Things were beginning to make sense when I read that definition. Over the weekend and earlier this week, I was going down a mind-opening rabbit hole about China’s mass surveillance technology used to track its citizens. I was really shocked by how advanced their facial/object recognizing tools were and the fact that these Chinese tech companies used the TV show “Black Mirror” and the movie “Terminator” as inspiration for creating their tech (Link to video). Learning about this made me feel as if I couldn’t trust the authorities because they are constantly watching us as we’re going about our daily lives. Although the companies say that they mainly track criminals, this kind of technology can easily be used for malpractice, and we don’t even know if we can believe the government. If what they’re willing to tell us is to already so disturbing and dystopian-Esque, I shudder to think what they are hiding when they say “有些事不太方便说” (around 5:30 in the video). Personally, I did not want the government to know about my entire schedule or about the number of times I exit and enter my house. Perhaps this is why my viewpoint shifted more towards right-libertarianism — I just want the government to stay away from my life.
The results from this quiz were not surprising at all. I knew that I didn’t know many of the questions, so I’d guessed that my score would be around 50%. After all, I really don’t consider myself to be a very political person. I am a bit embarrassed that I didn’t know most of the answers because I believe that it’s always good to be aware of what’s going on in the world (political world), so I can hold conversations with others about important issues.

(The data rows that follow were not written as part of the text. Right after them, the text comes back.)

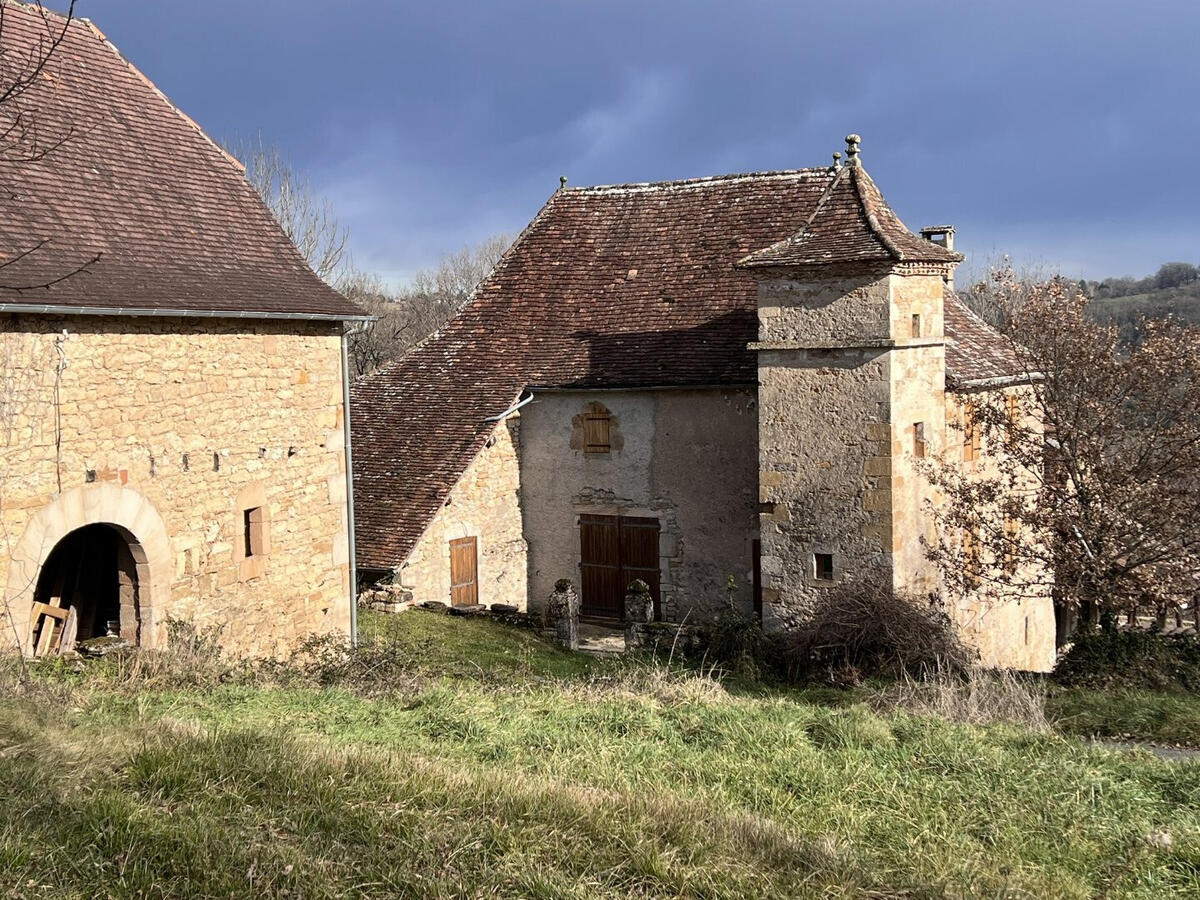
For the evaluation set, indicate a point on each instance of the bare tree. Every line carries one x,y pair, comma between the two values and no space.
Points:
407,317
306,219
1091,484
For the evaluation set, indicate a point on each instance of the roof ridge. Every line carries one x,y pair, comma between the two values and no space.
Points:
100,35
700,181
873,221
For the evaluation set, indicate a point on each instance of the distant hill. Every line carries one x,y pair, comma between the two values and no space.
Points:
1173,291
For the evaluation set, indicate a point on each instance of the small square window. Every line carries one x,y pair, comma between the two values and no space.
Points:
253,532
597,432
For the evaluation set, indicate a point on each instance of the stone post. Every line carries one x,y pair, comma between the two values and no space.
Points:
563,615
639,612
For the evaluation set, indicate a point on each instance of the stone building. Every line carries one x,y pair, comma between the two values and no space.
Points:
721,385
172,378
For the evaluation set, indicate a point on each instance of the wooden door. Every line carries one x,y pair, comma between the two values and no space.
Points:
463,573
615,551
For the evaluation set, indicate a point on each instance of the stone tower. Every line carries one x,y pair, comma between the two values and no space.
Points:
851,396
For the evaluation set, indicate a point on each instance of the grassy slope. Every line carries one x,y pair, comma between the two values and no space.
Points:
564,777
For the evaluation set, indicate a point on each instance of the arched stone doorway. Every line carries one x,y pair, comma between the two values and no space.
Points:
125,513
93,575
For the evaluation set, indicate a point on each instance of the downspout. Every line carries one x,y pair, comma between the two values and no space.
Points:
349,492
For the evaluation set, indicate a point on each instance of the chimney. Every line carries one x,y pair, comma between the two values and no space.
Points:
943,237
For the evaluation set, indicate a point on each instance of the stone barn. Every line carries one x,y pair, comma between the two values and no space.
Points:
721,387
172,379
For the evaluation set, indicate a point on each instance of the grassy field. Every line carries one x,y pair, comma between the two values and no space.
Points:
462,759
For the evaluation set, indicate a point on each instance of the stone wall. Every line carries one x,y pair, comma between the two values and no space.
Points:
685,457
825,479
168,429
485,504
1008,629
918,405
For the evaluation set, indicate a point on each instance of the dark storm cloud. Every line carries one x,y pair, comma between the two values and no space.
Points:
1057,131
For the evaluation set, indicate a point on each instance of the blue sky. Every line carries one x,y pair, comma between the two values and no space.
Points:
1061,132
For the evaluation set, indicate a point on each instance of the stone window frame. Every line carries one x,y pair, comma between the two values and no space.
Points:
972,444
251,499
597,430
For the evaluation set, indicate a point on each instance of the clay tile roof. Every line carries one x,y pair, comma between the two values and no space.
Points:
175,225
975,351
622,286
852,223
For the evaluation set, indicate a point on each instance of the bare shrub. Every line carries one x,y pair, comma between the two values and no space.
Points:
971,696
864,628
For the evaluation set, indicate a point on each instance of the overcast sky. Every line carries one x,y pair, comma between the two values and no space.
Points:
1061,132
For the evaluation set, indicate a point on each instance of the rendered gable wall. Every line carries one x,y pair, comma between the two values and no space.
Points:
485,504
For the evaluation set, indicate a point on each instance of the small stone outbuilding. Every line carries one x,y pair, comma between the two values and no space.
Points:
172,379
720,387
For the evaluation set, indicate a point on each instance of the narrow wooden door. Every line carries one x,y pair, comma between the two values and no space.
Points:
615,551
463,573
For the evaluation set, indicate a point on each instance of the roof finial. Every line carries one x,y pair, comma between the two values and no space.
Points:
852,144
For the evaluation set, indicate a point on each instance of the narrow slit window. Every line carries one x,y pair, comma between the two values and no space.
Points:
598,432
252,532
970,435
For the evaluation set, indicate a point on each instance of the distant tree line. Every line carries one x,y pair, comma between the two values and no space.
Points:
407,315
1169,275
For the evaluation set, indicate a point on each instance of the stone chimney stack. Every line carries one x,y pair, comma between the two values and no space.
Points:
943,237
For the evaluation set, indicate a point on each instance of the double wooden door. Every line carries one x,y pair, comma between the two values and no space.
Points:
613,552
463,573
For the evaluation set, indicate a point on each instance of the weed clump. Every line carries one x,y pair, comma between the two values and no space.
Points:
861,629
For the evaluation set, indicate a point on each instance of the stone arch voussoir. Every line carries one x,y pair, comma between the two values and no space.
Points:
91,504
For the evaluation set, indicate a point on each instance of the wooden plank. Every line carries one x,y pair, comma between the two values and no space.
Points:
463,571
600,591
70,631
47,634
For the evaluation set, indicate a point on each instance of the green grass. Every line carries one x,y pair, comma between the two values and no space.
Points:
509,768
1162,717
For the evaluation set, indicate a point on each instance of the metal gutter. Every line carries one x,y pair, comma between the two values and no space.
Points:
510,411
349,493
168,313
593,389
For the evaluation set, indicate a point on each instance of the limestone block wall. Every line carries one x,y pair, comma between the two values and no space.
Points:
918,425
1009,628
826,445
844,310
685,457
485,504
171,429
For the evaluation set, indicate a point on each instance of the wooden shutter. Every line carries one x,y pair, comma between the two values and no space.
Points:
597,431
463,573
615,551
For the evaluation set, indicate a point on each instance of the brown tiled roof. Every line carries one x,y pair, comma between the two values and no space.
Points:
851,223
173,220
975,351
625,286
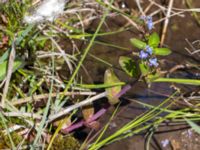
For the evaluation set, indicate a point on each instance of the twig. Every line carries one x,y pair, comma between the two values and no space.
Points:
22,114
42,96
75,106
166,22
9,74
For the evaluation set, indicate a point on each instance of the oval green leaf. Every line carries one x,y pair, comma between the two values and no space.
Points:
3,68
129,66
138,43
154,40
161,51
109,78
144,68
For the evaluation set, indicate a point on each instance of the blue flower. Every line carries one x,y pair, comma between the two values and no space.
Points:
143,55
149,21
153,62
149,50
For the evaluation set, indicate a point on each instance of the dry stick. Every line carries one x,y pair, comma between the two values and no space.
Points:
22,114
42,96
140,8
9,74
75,106
166,22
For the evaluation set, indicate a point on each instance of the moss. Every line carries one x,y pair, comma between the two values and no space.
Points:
65,143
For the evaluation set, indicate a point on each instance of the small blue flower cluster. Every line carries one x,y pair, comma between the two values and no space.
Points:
149,22
146,54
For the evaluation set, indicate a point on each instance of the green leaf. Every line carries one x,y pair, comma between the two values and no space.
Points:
129,66
194,126
109,78
152,77
154,40
180,81
161,51
3,68
144,68
138,43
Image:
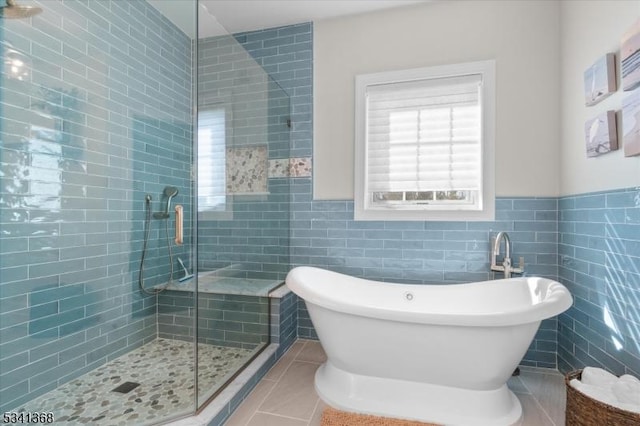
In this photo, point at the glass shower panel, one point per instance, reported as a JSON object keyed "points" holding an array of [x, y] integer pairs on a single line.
{"points": [[243, 212], [96, 130]]}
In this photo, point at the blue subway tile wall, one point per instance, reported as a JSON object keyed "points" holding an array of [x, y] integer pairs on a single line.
{"points": [[252, 240], [599, 248], [324, 234], [90, 123], [227, 320]]}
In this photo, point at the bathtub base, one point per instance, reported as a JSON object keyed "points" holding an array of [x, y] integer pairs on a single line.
{"points": [[416, 401]]}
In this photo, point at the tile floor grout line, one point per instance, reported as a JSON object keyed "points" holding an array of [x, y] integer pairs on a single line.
{"points": [[286, 417], [318, 402]]}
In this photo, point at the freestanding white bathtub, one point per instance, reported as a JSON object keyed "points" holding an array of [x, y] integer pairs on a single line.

These specific scores were expected as well. I enjoy learning about the environment, dislike economics, and don’t know much about crime nor immigration issues, so my scores make a lot of sense to me. Environmental issues intrigue me because it’s one of the most important issues right now. If we don’t have a planet to live on, we will not get to solve any of the other political issues.

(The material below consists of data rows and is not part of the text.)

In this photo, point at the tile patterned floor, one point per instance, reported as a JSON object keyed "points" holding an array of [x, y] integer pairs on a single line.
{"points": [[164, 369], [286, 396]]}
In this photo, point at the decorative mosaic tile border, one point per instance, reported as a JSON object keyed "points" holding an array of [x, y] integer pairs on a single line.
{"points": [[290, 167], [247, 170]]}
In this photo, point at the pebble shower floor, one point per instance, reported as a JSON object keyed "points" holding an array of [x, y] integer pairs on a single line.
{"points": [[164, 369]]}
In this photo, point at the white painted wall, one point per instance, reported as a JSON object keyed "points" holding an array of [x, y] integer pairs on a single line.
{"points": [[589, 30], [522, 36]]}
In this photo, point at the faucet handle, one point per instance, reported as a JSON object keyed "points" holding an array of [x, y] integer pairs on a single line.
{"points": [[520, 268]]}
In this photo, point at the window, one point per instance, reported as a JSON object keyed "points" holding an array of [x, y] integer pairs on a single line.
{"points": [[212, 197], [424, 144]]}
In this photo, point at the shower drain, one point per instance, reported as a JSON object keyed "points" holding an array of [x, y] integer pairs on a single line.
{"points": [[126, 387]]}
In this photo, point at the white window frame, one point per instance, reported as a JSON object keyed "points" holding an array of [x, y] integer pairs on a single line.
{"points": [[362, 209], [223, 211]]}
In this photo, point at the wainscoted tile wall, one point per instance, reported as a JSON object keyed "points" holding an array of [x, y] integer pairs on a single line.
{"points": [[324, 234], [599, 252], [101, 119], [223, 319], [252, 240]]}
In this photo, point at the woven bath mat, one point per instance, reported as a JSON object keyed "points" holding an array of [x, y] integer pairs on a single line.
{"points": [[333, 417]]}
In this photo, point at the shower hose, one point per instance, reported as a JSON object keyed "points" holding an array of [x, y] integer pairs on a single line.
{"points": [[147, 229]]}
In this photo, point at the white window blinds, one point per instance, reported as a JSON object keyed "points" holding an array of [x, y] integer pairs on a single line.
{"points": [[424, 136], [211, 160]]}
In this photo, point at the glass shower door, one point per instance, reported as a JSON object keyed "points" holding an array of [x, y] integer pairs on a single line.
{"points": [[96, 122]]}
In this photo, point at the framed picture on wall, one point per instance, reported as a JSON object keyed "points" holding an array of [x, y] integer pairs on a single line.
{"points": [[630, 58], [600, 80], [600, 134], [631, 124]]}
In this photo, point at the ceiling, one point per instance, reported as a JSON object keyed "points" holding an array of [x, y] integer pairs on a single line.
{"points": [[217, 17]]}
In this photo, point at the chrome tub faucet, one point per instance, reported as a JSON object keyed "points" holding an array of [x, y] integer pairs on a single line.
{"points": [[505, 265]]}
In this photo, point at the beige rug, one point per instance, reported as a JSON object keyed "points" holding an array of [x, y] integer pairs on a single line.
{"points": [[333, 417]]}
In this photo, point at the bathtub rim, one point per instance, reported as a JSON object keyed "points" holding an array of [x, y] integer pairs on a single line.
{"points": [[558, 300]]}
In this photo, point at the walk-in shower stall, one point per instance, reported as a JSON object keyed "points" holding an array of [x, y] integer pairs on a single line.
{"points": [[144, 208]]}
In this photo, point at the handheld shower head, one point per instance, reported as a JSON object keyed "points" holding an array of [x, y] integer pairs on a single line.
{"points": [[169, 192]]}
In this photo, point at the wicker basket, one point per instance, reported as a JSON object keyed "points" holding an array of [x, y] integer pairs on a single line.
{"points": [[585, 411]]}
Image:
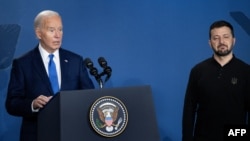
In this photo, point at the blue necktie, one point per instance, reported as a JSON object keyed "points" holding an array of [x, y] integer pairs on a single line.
{"points": [[53, 75]]}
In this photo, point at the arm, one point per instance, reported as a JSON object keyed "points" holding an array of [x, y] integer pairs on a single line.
{"points": [[16, 102], [189, 109]]}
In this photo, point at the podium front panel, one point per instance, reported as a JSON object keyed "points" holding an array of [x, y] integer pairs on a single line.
{"points": [[74, 110]]}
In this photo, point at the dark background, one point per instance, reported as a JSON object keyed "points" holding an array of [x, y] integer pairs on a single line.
{"points": [[146, 42]]}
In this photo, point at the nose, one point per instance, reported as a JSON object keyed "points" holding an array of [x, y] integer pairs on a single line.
{"points": [[58, 33]]}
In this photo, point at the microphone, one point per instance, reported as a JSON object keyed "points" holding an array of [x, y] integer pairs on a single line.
{"points": [[106, 69], [92, 70]]}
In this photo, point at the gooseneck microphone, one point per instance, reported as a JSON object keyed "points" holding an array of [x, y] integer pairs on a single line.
{"points": [[93, 71], [106, 69]]}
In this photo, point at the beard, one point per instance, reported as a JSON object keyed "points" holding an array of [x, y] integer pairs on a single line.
{"points": [[223, 52]]}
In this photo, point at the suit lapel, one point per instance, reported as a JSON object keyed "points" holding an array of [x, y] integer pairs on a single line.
{"points": [[40, 69], [64, 62]]}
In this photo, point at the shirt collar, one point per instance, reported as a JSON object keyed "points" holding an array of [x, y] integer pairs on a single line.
{"points": [[45, 54]]}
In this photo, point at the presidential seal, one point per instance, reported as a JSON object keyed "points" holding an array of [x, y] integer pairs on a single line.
{"points": [[108, 116]]}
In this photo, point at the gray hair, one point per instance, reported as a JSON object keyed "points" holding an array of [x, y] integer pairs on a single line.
{"points": [[43, 14]]}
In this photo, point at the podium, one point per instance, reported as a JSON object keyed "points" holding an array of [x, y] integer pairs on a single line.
{"points": [[67, 116]]}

This came as somewhat of a surprise. I really did expect to be a little bit politically biased since I’m always surrounded by politically left-leaning content. I feel that although I may have a few strong opinions on social issues, overall, I’m pretty open to many different ideas.
I read on a bit more after the quiz and learned that they used the kind of questions we got right to determine our political stance. For example, if someone knew a lot about factual information that supports abortion-ban, then that knowledge would register them as a right-wing conservative. The article discussed, which I thought was interesting, was differentiating between informational bias (bias in the information we receive) and individual bias (bias caused by our opinions).
“A study showed that the correlation between answers to factual questions and political views was substantially reduced when people were paid for being right on the factual questions” (Clearer Thinking).
Individual bias explains this study’s findings because the participants do know the factual answers to the questions. Still, due to their opinions, they choose the options that correlate with their political stances. However, this does not confirm that all cases showing political bias are not caused by informational bias, which the quiz states around the last page.
Again, this result was not surprising since I know that I don’t have many strong political opinions. It’s interesting to see that this result also correlates with the Political Compass quiz: it seems like I’m leaning towards libertarian, albeit a little left-leaning rather than neutral.
- What does it mean to be political?
A political person to me is having strong opinions about various issues in society and trying to take action to resolve the issues in the way they believe is best.
- Is everything political? Why or why not?
I think that we could make everything political if we wanted to. Take something as simple as blinking: although most of us can do it, there is still a small percentage of people born with facial deformations that keep them from blinking. It’s hard to think of any topic that isn’t political. Still, if we only focus on the main political issues (by which the act of focusing on “main” issues is political itself), then not everything is political since some issues, such as not being able to blink, do not affect a significant amount of the population.